Following the stapling restructure implemented on 22 November 2018, the Boards of Infigen Energy Limited (IEL) and Infigen Energy RE Limited (IERL), as responsible entity of the Infigen Energy Trust (IET) (the IFN Boards) are responsible for the governance and management of Infigen. The IFN Boards, in consultation and agreement, formulate and approve the strategic direction, investment objectives and goals of Infigen in accordance with the terms of the Stapling Deed of 16 September 2005. The Stapling Deed sets out the details of the relationship between IEL, IET and IERL in respect of Infigen. The Stapling Deed provides, to the extent permitted by law, for co-operation and alignment between these entities. It is by operation of the Stapling Deed that the Boards of IEL and IERL are together responsible for overseeing the rights and interests of security holders in Infigen, as well as being accountable to security holders for the overall corporate governance and management of Infigen. In practice, IEL is responsible for conducting the day-to-day operations of Infigen.
In relation to the role of the IFN Boards, the Board Charters state that the Boards will act honestly, fairly and diligently in all respects in accordance with applicable laws, as well as acting in the best interests of security holders. The Board Charters have been prepared and adopted on the basis that implementing good corporate governance procedures can add to the performance of Infigen, the creation of security holder value, and engender the confidence of the investment market.
The Board Charters include an outline of the responsibilities of the Boards including:
- approving and monitoring the corporate strategy, policy and direction of Infigen;
- determining Infigen’s distribution policy and evaluating and approving major capital expenditure, acquisitions, divestitures and other transactions of Infigen;
- approving all accounting policies, financial reports and material reporting by Infigen;
- considering recommendations of the Audit, Risk & Compliance Committees and appointing the external Auditor;
- reviewing the performance and effectiveness of Infigen’s corporate governance policies and procedures; and
- reviewing and evaluating the performance of each respective Board, Board Committee, and individual Director.
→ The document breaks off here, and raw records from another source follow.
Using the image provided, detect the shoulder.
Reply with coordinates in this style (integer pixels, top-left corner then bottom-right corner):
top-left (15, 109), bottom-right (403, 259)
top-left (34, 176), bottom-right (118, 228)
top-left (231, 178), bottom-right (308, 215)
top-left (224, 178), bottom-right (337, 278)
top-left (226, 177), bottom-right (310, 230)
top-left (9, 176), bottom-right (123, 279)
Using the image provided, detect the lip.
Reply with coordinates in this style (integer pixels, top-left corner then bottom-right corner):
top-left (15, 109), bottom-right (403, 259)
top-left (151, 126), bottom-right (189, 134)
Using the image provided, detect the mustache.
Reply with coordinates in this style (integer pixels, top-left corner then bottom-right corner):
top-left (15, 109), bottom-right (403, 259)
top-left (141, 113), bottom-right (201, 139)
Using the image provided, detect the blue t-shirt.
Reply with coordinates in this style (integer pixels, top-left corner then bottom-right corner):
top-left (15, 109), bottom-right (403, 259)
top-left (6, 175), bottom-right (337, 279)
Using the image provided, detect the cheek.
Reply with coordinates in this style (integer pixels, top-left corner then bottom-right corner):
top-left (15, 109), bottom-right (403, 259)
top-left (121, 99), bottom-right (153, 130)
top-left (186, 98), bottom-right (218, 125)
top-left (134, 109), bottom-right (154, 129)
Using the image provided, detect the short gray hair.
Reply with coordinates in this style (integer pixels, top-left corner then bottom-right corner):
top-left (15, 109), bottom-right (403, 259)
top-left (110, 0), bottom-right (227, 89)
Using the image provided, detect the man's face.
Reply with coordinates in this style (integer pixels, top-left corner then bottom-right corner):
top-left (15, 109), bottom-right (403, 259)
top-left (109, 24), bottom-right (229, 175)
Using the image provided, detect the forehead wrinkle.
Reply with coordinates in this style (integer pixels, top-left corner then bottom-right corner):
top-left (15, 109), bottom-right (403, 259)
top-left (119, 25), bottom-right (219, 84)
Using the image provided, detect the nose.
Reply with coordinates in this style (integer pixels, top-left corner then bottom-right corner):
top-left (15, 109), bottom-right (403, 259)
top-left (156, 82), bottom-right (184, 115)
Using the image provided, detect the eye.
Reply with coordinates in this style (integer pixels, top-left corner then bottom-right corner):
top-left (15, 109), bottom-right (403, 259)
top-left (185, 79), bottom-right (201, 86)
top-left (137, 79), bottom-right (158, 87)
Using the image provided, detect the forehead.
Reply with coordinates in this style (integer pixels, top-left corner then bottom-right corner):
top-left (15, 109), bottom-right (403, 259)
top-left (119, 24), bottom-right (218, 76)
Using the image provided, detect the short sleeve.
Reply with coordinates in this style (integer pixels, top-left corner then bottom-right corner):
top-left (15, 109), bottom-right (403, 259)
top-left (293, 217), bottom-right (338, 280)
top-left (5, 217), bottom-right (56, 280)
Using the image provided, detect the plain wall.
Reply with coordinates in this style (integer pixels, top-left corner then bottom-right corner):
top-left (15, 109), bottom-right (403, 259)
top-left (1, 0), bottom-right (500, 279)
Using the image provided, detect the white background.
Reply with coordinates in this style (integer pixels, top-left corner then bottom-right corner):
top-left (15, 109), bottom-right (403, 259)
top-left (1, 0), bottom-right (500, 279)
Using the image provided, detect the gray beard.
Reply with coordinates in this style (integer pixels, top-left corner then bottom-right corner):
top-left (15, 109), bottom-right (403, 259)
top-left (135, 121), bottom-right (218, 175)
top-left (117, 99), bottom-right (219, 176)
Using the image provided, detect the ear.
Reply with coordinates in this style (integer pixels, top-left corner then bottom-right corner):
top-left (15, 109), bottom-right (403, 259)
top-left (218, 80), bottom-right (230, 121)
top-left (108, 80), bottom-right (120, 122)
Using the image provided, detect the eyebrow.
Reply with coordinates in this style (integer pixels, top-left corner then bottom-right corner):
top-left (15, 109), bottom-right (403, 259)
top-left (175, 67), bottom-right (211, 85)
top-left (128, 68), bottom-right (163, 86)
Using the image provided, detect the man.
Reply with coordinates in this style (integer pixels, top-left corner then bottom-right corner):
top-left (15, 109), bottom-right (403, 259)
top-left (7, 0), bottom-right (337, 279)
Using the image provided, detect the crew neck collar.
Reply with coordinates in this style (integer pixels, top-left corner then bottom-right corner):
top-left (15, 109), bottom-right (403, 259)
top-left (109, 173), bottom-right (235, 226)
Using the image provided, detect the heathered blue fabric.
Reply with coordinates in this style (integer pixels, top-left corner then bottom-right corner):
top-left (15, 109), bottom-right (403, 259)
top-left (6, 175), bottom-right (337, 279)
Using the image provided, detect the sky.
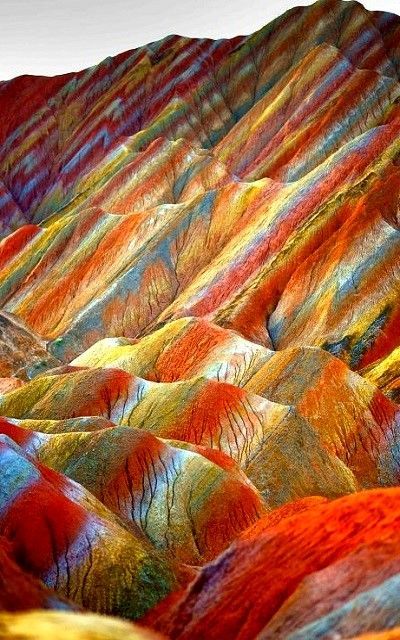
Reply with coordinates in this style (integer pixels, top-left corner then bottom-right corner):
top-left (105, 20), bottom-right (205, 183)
top-left (0, 0), bottom-right (399, 80)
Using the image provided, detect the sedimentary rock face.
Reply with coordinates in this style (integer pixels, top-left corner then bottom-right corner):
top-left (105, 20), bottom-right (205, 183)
top-left (0, 0), bottom-right (400, 637)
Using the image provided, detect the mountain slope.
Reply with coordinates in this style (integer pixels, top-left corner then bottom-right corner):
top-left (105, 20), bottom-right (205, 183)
top-left (1, 0), bottom-right (400, 637)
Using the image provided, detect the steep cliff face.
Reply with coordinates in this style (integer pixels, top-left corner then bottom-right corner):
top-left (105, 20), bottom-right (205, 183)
top-left (1, 0), bottom-right (400, 637)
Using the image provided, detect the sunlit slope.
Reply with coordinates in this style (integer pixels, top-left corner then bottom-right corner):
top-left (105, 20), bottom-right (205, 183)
top-left (1, 0), bottom-right (400, 637)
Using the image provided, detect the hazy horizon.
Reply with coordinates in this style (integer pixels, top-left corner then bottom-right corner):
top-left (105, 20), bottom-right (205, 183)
top-left (1, 0), bottom-right (399, 81)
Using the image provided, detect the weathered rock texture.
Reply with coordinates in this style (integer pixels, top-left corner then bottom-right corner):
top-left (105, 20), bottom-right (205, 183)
top-left (1, 0), bottom-right (400, 637)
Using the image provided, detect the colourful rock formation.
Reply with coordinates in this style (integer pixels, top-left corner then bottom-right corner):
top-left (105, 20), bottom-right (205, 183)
top-left (0, 536), bottom-right (76, 612)
top-left (0, 435), bottom-right (180, 618)
top-left (0, 0), bottom-right (400, 637)
top-left (0, 368), bottom-right (360, 504)
top-left (0, 311), bottom-right (59, 380)
top-left (148, 489), bottom-right (400, 639)
top-left (0, 418), bottom-right (265, 564)
top-left (0, 0), bottom-right (397, 365)
top-left (71, 317), bottom-right (274, 386)
top-left (0, 611), bottom-right (163, 640)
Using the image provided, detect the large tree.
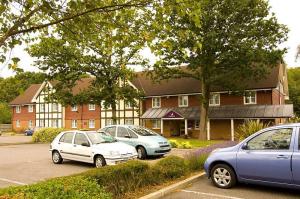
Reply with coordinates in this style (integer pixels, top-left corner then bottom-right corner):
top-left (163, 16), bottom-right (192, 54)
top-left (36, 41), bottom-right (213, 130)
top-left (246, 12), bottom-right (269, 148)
top-left (147, 0), bottom-right (288, 139)
top-left (29, 2), bottom-right (147, 123)
top-left (287, 67), bottom-right (300, 116)
top-left (0, 0), bottom-right (150, 71)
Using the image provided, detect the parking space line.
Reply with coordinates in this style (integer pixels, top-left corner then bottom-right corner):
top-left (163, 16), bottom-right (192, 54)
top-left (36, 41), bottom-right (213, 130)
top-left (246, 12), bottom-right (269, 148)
top-left (181, 190), bottom-right (244, 199)
top-left (0, 178), bottom-right (27, 185)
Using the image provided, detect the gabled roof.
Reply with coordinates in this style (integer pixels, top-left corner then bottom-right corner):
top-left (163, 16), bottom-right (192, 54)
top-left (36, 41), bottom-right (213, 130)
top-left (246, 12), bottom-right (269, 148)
top-left (131, 65), bottom-right (281, 97)
top-left (9, 84), bottom-right (42, 105)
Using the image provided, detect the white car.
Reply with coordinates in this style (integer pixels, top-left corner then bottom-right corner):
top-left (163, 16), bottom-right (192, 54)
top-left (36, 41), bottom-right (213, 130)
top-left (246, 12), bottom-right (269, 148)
top-left (50, 130), bottom-right (138, 167)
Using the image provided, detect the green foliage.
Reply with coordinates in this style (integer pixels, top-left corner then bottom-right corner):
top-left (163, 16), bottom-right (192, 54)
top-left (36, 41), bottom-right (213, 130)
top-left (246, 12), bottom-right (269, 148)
top-left (169, 138), bottom-right (219, 149)
top-left (0, 103), bottom-right (11, 124)
top-left (153, 156), bottom-right (188, 179)
top-left (32, 128), bottom-right (65, 143)
top-left (287, 116), bottom-right (300, 123)
top-left (235, 120), bottom-right (269, 141)
top-left (0, 176), bottom-right (111, 199)
top-left (169, 139), bottom-right (179, 148)
top-left (185, 154), bottom-right (209, 172)
top-left (287, 67), bottom-right (300, 116)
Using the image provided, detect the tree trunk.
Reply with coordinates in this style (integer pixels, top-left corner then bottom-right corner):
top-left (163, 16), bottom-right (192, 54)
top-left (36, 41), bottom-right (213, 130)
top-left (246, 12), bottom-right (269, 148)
top-left (111, 102), bottom-right (117, 125)
top-left (198, 78), bottom-right (210, 140)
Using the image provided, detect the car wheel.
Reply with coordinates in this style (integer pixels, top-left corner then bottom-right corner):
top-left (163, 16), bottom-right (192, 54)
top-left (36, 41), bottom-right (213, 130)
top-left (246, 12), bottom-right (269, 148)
top-left (52, 151), bottom-right (63, 164)
top-left (95, 155), bottom-right (106, 168)
top-left (211, 164), bottom-right (236, 189)
top-left (137, 146), bottom-right (147, 159)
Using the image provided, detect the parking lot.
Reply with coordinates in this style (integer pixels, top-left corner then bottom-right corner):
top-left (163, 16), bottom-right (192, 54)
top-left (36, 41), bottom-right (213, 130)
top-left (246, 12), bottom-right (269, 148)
top-left (0, 143), bottom-right (93, 188)
top-left (163, 175), bottom-right (300, 199)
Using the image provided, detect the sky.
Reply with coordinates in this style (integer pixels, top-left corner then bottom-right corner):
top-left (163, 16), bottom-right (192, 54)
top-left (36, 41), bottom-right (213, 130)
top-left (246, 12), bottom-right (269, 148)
top-left (0, 0), bottom-right (300, 78)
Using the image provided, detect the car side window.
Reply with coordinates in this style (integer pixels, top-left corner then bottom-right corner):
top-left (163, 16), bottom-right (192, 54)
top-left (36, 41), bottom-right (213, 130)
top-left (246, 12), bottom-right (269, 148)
top-left (60, 132), bottom-right (74, 143)
top-left (74, 133), bottom-right (89, 145)
top-left (106, 127), bottom-right (116, 137)
top-left (128, 129), bottom-right (138, 138)
top-left (118, 127), bottom-right (130, 138)
top-left (298, 129), bottom-right (300, 150)
top-left (247, 128), bottom-right (293, 150)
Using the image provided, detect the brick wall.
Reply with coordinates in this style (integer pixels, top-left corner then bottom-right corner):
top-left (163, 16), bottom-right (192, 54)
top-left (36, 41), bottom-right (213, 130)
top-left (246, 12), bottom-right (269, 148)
top-left (11, 105), bottom-right (35, 132)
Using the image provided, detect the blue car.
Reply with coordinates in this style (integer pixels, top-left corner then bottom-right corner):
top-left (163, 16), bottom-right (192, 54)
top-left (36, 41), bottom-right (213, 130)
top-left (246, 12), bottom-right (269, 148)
top-left (101, 125), bottom-right (171, 159)
top-left (204, 123), bottom-right (300, 189)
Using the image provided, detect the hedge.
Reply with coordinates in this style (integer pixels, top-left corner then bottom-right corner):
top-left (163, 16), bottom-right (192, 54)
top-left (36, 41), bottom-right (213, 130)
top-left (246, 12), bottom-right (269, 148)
top-left (32, 128), bottom-right (65, 143)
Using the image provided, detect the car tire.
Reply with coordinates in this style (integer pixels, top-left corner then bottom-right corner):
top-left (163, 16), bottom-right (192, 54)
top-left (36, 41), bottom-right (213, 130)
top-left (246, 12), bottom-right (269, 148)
top-left (137, 146), bottom-right (147, 159)
top-left (52, 151), bottom-right (63, 164)
top-left (95, 155), bottom-right (106, 168)
top-left (211, 164), bottom-right (237, 189)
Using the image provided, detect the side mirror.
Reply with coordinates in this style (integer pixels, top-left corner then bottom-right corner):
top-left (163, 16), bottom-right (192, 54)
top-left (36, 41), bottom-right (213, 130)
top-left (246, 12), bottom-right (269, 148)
top-left (124, 135), bottom-right (131, 139)
top-left (81, 142), bottom-right (90, 147)
top-left (241, 143), bottom-right (248, 150)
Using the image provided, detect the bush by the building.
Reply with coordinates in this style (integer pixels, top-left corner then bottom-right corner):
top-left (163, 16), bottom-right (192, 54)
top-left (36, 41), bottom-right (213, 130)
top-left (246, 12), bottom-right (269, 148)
top-left (32, 127), bottom-right (65, 143)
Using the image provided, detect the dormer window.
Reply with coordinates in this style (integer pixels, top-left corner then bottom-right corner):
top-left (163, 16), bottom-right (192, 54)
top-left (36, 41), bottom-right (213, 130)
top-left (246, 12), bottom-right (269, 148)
top-left (209, 93), bottom-right (220, 106)
top-left (89, 104), bottom-right (96, 111)
top-left (16, 106), bottom-right (21, 113)
top-left (71, 105), bottom-right (78, 111)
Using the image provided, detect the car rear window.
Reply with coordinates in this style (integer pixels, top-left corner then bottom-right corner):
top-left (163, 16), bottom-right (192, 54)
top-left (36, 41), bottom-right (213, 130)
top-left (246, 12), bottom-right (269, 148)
top-left (59, 132), bottom-right (74, 143)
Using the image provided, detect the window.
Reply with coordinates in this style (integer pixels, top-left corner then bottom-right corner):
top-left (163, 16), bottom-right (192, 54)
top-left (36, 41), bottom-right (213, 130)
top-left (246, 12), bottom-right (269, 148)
top-left (152, 97), bottom-right (161, 108)
top-left (28, 105), bottom-right (33, 113)
top-left (152, 119), bottom-right (161, 129)
top-left (40, 104), bottom-right (45, 112)
top-left (71, 105), bottom-right (77, 111)
top-left (128, 129), bottom-right (138, 138)
top-left (59, 132), bottom-right (74, 143)
top-left (39, 120), bottom-right (45, 127)
top-left (125, 101), bottom-right (132, 109)
top-left (209, 93), bottom-right (220, 106)
top-left (247, 128), bottom-right (293, 150)
top-left (74, 133), bottom-right (89, 145)
top-left (28, 120), bottom-right (33, 128)
top-left (16, 120), bottom-right (20, 128)
top-left (52, 119), bottom-right (58, 128)
top-left (106, 119), bottom-right (114, 126)
top-left (52, 103), bottom-right (58, 112)
top-left (178, 95), bottom-right (188, 107)
top-left (244, 91), bottom-right (256, 104)
top-left (89, 104), bottom-right (96, 111)
top-left (125, 119), bottom-right (134, 125)
top-left (89, 119), bottom-right (95, 129)
top-left (118, 127), bottom-right (130, 138)
top-left (195, 120), bottom-right (200, 129)
top-left (71, 120), bottom-right (77, 128)
top-left (16, 106), bottom-right (21, 113)
top-left (105, 126), bottom-right (117, 137)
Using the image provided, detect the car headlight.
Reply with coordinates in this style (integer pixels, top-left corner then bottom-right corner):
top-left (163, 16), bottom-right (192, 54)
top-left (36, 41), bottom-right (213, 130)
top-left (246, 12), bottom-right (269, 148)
top-left (109, 151), bottom-right (120, 156)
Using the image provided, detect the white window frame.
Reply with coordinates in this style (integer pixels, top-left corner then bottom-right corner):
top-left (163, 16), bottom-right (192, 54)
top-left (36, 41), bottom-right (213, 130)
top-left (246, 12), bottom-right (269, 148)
top-left (71, 120), bottom-right (77, 128)
top-left (28, 120), bottom-right (33, 128)
top-left (28, 105), bottom-right (33, 113)
top-left (209, 93), bottom-right (220, 106)
top-left (39, 120), bottom-right (45, 127)
top-left (71, 105), bottom-right (78, 112)
top-left (52, 103), bottom-right (58, 112)
top-left (125, 118), bottom-right (134, 125)
top-left (152, 97), bottom-right (161, 108)
top-left (178, 95), bottom-right (189, 107)
top-left (244, 91), bottom-right (256, 105)
top-left (125, 101), bottom-right (132, 109)
top-left (52, 119), bottom-right (58, 128)
top-left (89, 104), bottom-right (96, 111)
top-left (16, 120), bottom-right (20, 128)
top-left (16, 106), bottom-right (21, 113)
top-left (106, 119), bottom-right (114, 126)
top-left (89, 119), bottom-right (95, 129)
top-left (40, 104), bottom-right (45, 112)
top-left (152, 119), bottom-right (161, 129)
top-left (195, 120), bottom-right (200, 129)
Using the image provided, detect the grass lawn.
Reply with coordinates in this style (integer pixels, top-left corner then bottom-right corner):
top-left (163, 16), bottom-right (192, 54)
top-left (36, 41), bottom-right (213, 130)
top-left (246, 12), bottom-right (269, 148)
top-left (168, 137), bottom-right (220, 148)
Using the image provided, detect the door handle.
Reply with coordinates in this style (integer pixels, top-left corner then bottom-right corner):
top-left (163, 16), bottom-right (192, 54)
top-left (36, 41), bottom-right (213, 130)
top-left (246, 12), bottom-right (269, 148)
top-left (73, 145), bottom-right (77, 147)
top-left (277, 155), bottom-right (289, 159)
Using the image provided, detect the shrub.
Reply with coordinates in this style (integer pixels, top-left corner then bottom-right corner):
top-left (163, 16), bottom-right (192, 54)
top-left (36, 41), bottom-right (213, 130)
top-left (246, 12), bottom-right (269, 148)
top-left (179, 142), bottom-right (192, 149)
top-left (169, 139), bottom-right (179, 148)
top-left (235, 120), bottom-right (269, 141)
top-left (32, 128), bottom-right (65, 143)
top-left (82, 160), bottom-right (150, 198)
top-left (185, 154), bottom-right (208, 172)
top-left (153, 156), bottom-right (188, 180)
top-left (288, 116), bottom-right (300, 123)
top-left (0, 176), bottom-right (111, 199)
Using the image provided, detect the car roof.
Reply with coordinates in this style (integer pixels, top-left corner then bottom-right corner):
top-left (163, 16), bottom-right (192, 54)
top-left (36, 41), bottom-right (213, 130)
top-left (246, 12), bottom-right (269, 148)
top-left (61, 130), bottom-right (97, 133)
top-left (264, 123), bottom-right (300, 129)
top-left (103, 125), bottom-right (138, 128)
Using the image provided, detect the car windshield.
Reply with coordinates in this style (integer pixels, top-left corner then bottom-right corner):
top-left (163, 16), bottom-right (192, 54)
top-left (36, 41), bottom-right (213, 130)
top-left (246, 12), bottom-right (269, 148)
top-left (86, 132), bottom-right (117, 144)
top-left (128, 126), bottom-right (158, 136)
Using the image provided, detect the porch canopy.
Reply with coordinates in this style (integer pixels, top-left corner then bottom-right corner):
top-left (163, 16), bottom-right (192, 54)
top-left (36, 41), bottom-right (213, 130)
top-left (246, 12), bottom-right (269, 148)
top-left (140, 104), bottom-right (294, 120)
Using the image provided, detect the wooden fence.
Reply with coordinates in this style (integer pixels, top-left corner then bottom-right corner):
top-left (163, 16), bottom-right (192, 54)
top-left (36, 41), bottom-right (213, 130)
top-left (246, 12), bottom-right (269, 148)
top-left (0, 124), bottom-right (12, 132)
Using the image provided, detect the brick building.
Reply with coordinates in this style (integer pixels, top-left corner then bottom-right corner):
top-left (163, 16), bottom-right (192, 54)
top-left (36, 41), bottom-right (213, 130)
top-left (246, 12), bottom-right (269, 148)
top-left (10, 63), bottom-right (293, 140)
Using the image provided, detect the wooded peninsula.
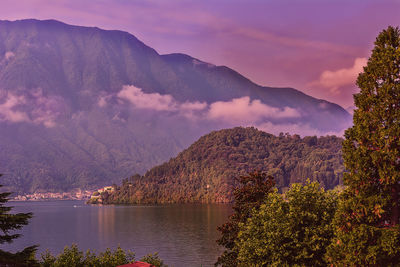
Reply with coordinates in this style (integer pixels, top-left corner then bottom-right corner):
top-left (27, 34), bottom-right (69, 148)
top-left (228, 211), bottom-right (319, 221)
top-left (90, 127), bottom-right (344, 204)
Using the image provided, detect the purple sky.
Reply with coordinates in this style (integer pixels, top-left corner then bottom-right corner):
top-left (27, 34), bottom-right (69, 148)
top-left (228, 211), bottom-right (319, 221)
top-left (1, 0), bottom-right (400, 108)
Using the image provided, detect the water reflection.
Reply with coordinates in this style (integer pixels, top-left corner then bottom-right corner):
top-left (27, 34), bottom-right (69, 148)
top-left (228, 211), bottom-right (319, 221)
top-left (97, 205), bottom-right (115, 242)
top-left (8, 201), bottom-right (231, 267)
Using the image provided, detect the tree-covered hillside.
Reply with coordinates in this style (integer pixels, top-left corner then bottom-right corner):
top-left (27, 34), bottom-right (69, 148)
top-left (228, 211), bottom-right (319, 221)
top-left (99, 127), bottom-right (344, 204)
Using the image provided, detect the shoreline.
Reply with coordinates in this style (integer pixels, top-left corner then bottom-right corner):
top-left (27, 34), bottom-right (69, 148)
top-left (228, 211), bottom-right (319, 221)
top-left (9, 198), bottom-right (89, 202)
top-left (12, 190), bottom-right (93, 202)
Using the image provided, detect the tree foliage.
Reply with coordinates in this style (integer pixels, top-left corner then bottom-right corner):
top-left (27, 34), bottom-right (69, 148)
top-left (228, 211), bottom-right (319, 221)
top-left (96, 127), bottom-right (344, 204)
top-left (215, 171), bottom-right (275, 266)
top-left (139, 252), bottom-right (168, 267)
top-left (327, 26), bottom-right (400, 265)
top-left (0, 174), bottom-right (37, 266)
top-left (38, 244), bottom-right (167, 267)
top-left (39, 245), bottom-right (134, 266)
top-left (236, 182), bottom-right (337, 266)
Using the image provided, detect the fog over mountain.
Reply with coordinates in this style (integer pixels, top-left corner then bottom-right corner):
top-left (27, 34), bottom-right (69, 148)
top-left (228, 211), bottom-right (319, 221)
top-left (0, 19), bottom-right (351, 193)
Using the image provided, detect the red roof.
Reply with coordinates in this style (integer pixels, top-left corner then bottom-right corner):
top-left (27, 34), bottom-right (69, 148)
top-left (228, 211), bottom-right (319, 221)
top-left (118, 262), bottom-right (154, 267)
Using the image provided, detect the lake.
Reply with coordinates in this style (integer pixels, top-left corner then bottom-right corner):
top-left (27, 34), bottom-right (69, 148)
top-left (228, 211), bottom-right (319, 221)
top-left (6, 200), bottom-right (232, 267)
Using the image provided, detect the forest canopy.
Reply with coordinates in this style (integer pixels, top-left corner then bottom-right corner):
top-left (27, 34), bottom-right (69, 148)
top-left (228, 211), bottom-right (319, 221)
top-left (96, 127), bottom-right (344, 204)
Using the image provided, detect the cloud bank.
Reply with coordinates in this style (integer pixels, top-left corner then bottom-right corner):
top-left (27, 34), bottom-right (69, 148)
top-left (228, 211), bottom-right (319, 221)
top-left (0, 89), bottom-right (63, 127)
top-left (99, 85), bottom-right (340, 136)
top-left (1, 84), bottom-right (343, 136)
top-left (111, 85), bottom-right (300, 122)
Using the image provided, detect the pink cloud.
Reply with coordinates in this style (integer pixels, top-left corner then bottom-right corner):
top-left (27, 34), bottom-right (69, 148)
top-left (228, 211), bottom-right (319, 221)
top-left (311, 57), bottom-right (367, 94)
top-left (208, 96), bottom-right (299, 124)
top-left (114, 85), bottom-right (300, 124)
top-left (0, 89), bottom-right (63, 127)
top-left (0, 93), bottom-right (30, 123)
top-left (117, 85), bottom-right (178, 111)
top-left (4, 51), bottom-right (15, 60)
top-left (232, 27), bottom-right (360, 55)
top-left (115, 85), bottom-right (208, 118)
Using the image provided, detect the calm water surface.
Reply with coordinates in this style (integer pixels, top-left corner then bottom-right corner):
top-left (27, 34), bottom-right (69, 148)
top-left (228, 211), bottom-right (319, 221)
top-left (7, 201), bottom-right (232, 267)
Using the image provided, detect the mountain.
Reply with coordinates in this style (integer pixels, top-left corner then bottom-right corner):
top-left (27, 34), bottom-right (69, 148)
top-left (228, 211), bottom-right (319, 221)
top-left (0, 19), bottom-right (351, 193)
top-left (96, 127), bottom-right (344, 204)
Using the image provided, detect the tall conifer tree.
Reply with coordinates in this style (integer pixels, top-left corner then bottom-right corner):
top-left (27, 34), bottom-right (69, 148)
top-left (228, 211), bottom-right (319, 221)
top-left (327, 26), bottom-right (400, 265)
top-left (0, 174), bottom-right (37, 266)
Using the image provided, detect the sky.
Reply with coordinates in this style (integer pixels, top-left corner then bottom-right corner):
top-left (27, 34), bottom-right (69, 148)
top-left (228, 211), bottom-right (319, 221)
top-left (1, 0), bottom-right (400, 108)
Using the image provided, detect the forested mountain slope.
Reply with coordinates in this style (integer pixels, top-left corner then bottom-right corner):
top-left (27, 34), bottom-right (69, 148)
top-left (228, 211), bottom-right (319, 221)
top-left (101, 127), bottom-right (344, 204)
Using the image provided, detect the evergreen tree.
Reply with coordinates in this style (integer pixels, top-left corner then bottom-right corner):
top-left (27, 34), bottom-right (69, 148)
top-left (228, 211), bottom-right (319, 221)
top-left (215, 171), bottom-right (275, 266)
top-left (327, 26), bottom-right (400, 265)
top-left (0, 174), bottom-right (37, 266)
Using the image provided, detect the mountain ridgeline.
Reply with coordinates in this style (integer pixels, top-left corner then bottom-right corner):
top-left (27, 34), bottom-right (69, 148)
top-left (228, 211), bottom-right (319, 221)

Specific responsibilities of Directors outlined in the Board Charters include:
- acting in accordance with the Code of Conduct and other charters and policies adopted by the Boards;
- conducting their duties at the highest level of honesty and integrity;
- observing the rule and spirit of the law and complying with any relevant ethical and technical standards;
- maintaining the confidentiality of all information acquired and not making any improper use of such information;
- observing the principles of independence, accuracy and integrity in dealings with the Board, Board committees, internal and external auditors, and management;
- disclosing to the Board any actual or perceived conflicts of interest which the Director becomes aware of and which the Director reasonably believes may compromise the reputation or performance of Infigen; and
- setting standards of honesty, fairness, integrity, diligence and competency in respect of the position of Director.
The IFN Board Charters also set out the specific powers and responsibilities of the Chairman, the Lead Independent Director and the Chief Executive Officer.
Other matters incorporated within the Board Charters include the structure of the Boards, the criteria for assessing the independence of Directors, procedures concerning related party transactions, Board meetings, Board committees, Directors seeking independent professional advice, remuneration and continuous disclosure obligations.